In practice, adding demographic diversity to a team does not automatically lead to inclusion. Part of the problem is that there are multiple dimensions of diversity beyond demographics. Most groups who are demographically homogenous often cannot see different kinds of diversity within their own group. And, if they do, they silence that diversity rather than creating an inclusive environment.

So they are already starting off without inclusion and expect adding demographic diversity to bring inclusion. That's backwards.

Managers need to identify, value and leverage the diversity within their seemingly homogeneous group to be successful adding demographic diversity. Otherwise, not only will managers not retain new group members, but they will lose other members who have diversity dimensions different than the group. Thus, creating an even more homogeneous group.

People want to work where their identity is seen and valued.

At The Impact Seat, we have a simple diagnostic to start the discussion about diversity within teams. When deployed, it identifies diversity in multiple dimensions.

These dimensions, when explored, present a fuller picture of a team.

Diversity Dimensions


Each person brings experiences and talents to work. One’s work history relating to past employers, past roles, past industries - these all come to bear on current work. How often have you been in a room where someone said, “That’s not how it’s done here?” So, how crossfunctional is your team?


Education or training, or anything that builds skills and knowledge, is a core part of each person’s identity. Homogeneity in this area is common in companies. We recruit from the same schools we went to; hire people who studied what we studied. In many cases, this homogeneity comes from convenience.

Another area of disciplinary diversity is language ability. When someone has a competence in multiple languages, whether that is fluency or basic proficiency, they have a window into other cultures. This is a common area where we use demographic characteristics as a proxy, rather than explicitly valuing the discipline.

Boundary Spanning or External Networks:

Successful companies need to know what is going on with outside influencers like competitors, community or customers. An external perspective is important as are external collaborations. This is a diversity dimension that a team can have even if only one or two members are engaging with the outside. The key for a manager is to leverage that experience.

Cognitive - Knowledge:

There’s been a lot of discussion about introverts and extroverts in the workplace, and that’s been a great model for thinking about inclusion.

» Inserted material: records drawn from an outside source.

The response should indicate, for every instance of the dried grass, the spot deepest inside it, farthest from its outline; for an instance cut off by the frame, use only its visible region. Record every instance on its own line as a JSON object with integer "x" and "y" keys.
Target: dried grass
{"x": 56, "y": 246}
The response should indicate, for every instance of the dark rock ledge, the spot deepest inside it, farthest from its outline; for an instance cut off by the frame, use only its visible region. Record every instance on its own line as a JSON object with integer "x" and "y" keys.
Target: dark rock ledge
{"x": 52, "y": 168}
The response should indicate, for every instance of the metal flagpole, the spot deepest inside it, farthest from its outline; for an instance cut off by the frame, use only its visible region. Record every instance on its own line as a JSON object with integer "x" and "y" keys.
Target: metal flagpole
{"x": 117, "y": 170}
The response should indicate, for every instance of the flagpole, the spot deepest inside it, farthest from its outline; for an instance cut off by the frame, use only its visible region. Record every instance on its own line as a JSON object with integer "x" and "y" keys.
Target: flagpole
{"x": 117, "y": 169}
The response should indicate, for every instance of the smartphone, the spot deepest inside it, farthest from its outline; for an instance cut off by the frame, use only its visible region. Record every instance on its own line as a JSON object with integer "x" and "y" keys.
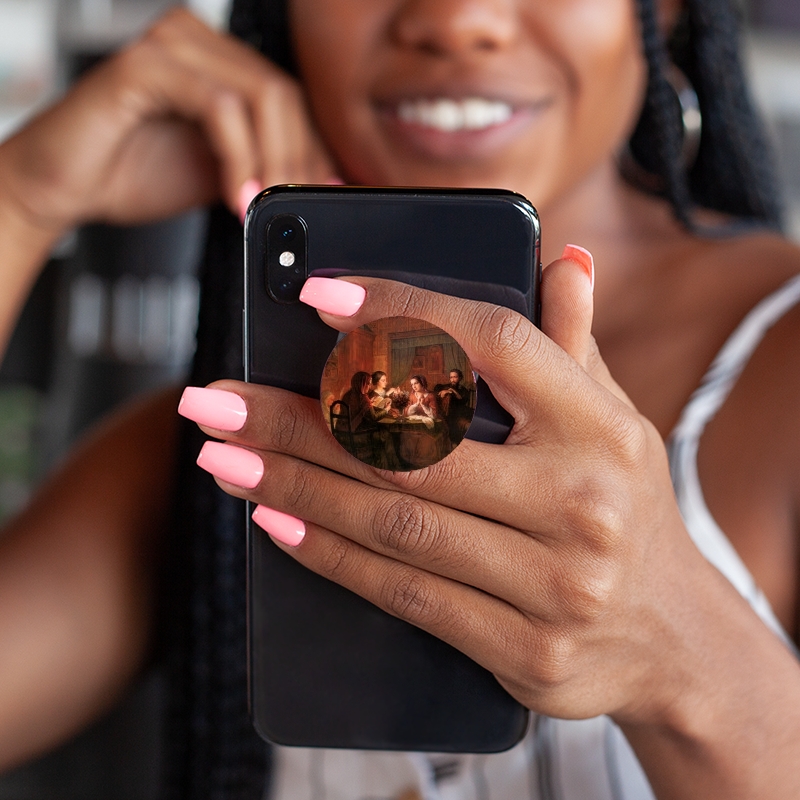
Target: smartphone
{"x": 327, "y": 668}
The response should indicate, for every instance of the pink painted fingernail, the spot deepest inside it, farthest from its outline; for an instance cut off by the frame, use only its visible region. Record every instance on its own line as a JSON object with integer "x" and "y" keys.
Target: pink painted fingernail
{"x": 580, "y": 255}
{"x": 280, "y": 526}
{"x": 249, "y": 190}
{"x": 334, "y": 296}
{"x": 232, "y": 464}
{"x": 216, "y": 408}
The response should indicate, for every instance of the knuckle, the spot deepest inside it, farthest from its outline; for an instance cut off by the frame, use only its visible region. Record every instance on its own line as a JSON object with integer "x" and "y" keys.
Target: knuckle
{"x": 299, "y": 488}
{"x": 595, "y": 513}
{"x": 626, "y": 437}
{"x": 590, "y": 592}
{"x": 408, "y": 300}
{"x": 405, "y": 525}
{"x": 334, "y": 560}
{"x": 288, "y": 429}
{"x": 510, "y": 334}
{"x": 553, "y": 661}
{"x": 412, "y": 598}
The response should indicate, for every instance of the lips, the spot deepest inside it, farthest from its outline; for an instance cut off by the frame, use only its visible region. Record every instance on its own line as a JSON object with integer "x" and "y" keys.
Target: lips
{"x": 449, "y": 115}
{"x": 452, "y": 129}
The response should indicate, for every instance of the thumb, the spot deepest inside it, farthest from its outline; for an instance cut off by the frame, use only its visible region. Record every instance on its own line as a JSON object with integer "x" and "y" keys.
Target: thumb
{"x": 567, "y": 311}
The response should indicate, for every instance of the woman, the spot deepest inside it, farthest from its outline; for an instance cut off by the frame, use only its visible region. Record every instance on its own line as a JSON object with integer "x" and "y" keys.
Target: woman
{"x": 422, "y": 402}
{"x": 564, "y": 563}
{"x": 381, "y": 396}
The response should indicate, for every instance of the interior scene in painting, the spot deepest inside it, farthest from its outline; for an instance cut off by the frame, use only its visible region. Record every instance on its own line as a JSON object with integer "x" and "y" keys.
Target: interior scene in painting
{"x": 398, "y": 393}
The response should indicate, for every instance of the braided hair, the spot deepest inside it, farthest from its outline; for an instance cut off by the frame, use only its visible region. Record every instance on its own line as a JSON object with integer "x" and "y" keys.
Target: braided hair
{"x": 212, "y": 750}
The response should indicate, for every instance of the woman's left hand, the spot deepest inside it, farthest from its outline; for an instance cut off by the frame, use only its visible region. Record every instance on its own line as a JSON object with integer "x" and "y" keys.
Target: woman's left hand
{"x": 557, "y": 560}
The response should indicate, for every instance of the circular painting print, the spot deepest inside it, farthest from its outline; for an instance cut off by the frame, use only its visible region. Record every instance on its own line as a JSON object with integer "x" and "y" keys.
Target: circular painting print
{"x": 398, "y": 394}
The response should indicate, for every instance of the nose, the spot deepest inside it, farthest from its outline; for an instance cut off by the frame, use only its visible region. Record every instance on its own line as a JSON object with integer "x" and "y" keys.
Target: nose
{"x": 450, "y": 27}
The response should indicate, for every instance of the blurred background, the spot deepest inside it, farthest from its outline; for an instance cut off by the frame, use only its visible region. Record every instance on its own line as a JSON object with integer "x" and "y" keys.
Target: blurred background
{"x": 114, "y": 314}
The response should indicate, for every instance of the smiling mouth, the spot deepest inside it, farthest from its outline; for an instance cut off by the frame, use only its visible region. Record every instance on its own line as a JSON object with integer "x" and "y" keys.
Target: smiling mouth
{"x": 451, "y": 116}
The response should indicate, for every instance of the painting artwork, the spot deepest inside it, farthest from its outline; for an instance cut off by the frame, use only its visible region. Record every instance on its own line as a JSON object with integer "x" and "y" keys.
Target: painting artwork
{"x": 398, "y": 394}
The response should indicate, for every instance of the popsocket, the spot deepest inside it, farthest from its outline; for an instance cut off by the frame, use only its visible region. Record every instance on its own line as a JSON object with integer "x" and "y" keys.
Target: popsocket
{"x": 398, "y": 394}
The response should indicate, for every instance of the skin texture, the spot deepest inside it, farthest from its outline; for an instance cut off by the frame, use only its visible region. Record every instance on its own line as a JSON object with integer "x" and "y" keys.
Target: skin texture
{"x": 577, "y": 584}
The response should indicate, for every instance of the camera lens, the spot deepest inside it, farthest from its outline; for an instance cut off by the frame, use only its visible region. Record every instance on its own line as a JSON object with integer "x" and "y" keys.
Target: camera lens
{"x": 286, "y": 257}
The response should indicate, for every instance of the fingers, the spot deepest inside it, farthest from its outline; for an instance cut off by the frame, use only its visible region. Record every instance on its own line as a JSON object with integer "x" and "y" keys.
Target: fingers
{"x": 480, "y": 479}
{"x": 427, "y": 535}
{"x": 532, "y": 378}
{"x": 449, "y": 610}
{"x": 567, "y": 304}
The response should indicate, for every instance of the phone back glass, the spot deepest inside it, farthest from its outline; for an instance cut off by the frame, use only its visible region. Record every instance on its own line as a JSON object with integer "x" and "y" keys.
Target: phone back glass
{"x": 327, "y": 668}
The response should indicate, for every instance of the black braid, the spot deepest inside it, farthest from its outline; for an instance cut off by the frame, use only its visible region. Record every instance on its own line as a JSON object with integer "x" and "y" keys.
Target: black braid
{"x": 733, "y": 172}
{"x": 212, "y": 751}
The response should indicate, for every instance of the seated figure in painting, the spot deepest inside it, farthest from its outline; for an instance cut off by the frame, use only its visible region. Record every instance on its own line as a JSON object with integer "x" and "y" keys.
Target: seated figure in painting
{"x": 422, "y": 402}
{"x": 426, "y": 442}
{"x": 379, "y": 395}
{"x": 454, "y": 400}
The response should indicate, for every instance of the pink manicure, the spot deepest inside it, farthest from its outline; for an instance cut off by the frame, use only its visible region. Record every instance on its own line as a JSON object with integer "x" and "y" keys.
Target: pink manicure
{"x": 334, "y": 296}
{"x": 249, "y": 190}
{"x": 232, "y": 464}
{"x": 216, "y": 408}
{"x": 581, "y": 256}
{"x": 283, "y": 527}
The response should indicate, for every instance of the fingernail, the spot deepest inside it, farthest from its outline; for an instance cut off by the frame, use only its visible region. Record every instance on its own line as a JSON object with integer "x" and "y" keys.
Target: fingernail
{"x": 580, "y": 255}
{"x": 250, "y": 188}
{"x": 216, "y": 408}
{"x": 280, "y": 526}
{"x": 336, "y": 297}
{"x": 232, "y": 464}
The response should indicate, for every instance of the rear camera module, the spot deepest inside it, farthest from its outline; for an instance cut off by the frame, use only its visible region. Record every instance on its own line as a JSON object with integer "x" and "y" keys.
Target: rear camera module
{"x": 286, "y": 267}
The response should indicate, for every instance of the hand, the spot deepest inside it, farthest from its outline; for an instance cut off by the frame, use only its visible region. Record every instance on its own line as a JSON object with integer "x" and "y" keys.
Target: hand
{"x": 551, "y": 559}
{"x": 181, "y": 117}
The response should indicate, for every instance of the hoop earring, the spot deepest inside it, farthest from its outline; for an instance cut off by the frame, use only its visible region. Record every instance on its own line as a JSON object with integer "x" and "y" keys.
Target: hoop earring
{"x": 691, "y": 120}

Introvert/Extrovert is only one of many cognitive characteristics people have. Some people prefer to learn by doing, whereas other like to read all the instructions. Some people like to process lots of information at once while others prefer a more linear approach. Managers need to leverage all of these styles to get the most out of their teams.

Cognitive - Values:

Personal values such as religious, moral or political are part of a person’s cognitive identity. We often try to use demographic information as a proxy for someone’s values, but that is often a false correlation. Corporations have values too. There are CSR (corporate social responsibility) policies and other values explicitly or implicitly expressed. Sometimes these values are in conflict.

One example of a value is the role work plays in your life. This is a value that each person has as an individual and companies have as well, and it can change over time. The perception that this is mainly an issue for women is the false connection between demographic characteristics and a value. Recently, in conversation with an all-male group, each man mentioned a conflict between his values and the company’s value of work. They often feel silenced when trying to address this difference.

Questions for Managers to Ask

To lay the groundwork for a better, more inclusive environment, managers need to ask themselves these questions:

Do I know enough about my team to appreciate and leverage the existing level of diversity?

What am I doing on a daily basis in my routines and practices to amplify the diversity I already have in my group? How can I tell?

What am I doing on a daily basis in my routines and practices to silence the diversity in my group? How can I tell?

Diverse teams achieve better results when managed for diversity. The first step to successfully managing for diversity is looking beyond demographic diversity to see each person’s complex diversity identity and then leveraging those differences within the group.